She said that will depend on what kind of resources are needed in each community. The jobs will fall into nine different categories, including nurses, physicians, lab technicians and care aides.
Hindley said Wednesday's announcement builds on health-care funding announced in the spring provincial budget and is just a start.
He called the plan "one of the most competitive in the country," but added a lot of work needs to be done to get it right.
He said overall, however, he is "very confident" the province will be able to create the health-care positions outlined in the plan.
"We've had very good response from, as one example … from the Philippines, which is one country we've successfully brought in health-care workers from previously," Hindley said.
"I think there's confidence out there in rural communities as well.… I'm confident with today's announcement and today's measures that we're heading in the right direction."

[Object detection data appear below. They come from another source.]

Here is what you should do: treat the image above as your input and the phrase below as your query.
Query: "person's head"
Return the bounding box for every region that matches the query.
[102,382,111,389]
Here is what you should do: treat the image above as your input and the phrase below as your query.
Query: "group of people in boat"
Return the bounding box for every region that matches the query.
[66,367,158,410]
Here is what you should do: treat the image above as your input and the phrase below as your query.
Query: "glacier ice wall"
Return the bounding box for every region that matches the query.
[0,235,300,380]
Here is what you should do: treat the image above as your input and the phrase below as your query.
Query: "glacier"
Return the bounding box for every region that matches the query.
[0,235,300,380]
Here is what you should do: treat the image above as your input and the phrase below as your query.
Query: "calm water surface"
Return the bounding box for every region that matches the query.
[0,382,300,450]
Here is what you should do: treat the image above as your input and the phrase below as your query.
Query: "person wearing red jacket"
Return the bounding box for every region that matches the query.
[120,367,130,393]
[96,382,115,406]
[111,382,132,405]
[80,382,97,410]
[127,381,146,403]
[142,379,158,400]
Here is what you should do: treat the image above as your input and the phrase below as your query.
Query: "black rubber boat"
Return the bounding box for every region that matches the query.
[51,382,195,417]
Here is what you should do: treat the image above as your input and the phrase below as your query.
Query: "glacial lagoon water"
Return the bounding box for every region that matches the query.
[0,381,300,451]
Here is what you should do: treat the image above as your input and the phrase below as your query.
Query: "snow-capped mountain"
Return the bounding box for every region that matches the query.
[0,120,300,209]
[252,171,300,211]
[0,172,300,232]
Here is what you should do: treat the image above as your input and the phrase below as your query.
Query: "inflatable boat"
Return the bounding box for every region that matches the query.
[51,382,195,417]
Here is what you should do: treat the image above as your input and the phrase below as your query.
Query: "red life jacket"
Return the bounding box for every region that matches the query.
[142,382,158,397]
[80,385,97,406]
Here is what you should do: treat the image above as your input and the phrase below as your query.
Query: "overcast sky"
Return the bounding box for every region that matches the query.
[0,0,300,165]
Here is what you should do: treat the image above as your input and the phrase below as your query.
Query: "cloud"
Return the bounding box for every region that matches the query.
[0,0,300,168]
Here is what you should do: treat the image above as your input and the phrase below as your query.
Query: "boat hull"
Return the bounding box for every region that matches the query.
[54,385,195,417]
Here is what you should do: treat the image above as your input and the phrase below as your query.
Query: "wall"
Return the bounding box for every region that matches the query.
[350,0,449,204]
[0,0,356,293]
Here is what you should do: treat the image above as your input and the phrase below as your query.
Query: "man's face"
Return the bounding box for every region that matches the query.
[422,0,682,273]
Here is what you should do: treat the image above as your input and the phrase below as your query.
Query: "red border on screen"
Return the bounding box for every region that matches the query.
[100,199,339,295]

Plan doesn't address immediate issues: SUN
Saskatchewan Union of Nurses president Tracy Zambory said the union may have offered information about the state of the provincial health-care system to the government, but wasn't consulted in the creation of the plan.
Even if the province's strategy does address long-term issues, it's missing elements that would immediately address system strains, she said, such as the creation of a nursing resource team.
Such a committee "could be formed together today, and call a meeting immediately this week," she said.
She said the plan won't immediately stop the number of nurses the province is seeing "bleed out of the system."
Many of the nurses who have left the province say they felt their workplaces were "in chaos," according to Zambory, who said nothing in the government's plan addresses that.
"There's nothing here looking at nursing leadership, or fostering nursing leadership in the workplace. There's nothing here to address the mental health issues," she said.
"This is a plan that unfortunately is going to do nothing to retain registered nurses in the immediate future."
Saskatchewan's NDP echoed Zambory's concerns, and said the Saskatchewan Party government was 500 jobs short of addressing the issues in its hiring goals.
A news release from the Opposition party said the 1,000 new positions would account for only two-thirds of what is needed to fill current job postings on the Saskatchewan Health Authority's website.
Health critic Vicki Mowat said the plan announced Wednesday was something the provincial government should have been working on years ago, but the province instead "sat on its hands" while health-care gaps widened.
"While it's good to see action on our call for full-time positions and training seats, nearly half of what was announced today are repackaged old policies," Mowat said.
Of the 26 measures outlined in the government's plan, only 14 were new, she said. She noted provinces like B.C. and Ontario announced similar plans months ago.
"Health-care workers are leaving for other provinces like British Columbia, Alberta and Ontario despite the higher cost of living. When it comes to retention, this plan is vague on details and fails to provide concrete strategies to keep health-care workers in Saskatchewan," Mowat said.
"Retention should have been priority No. 1."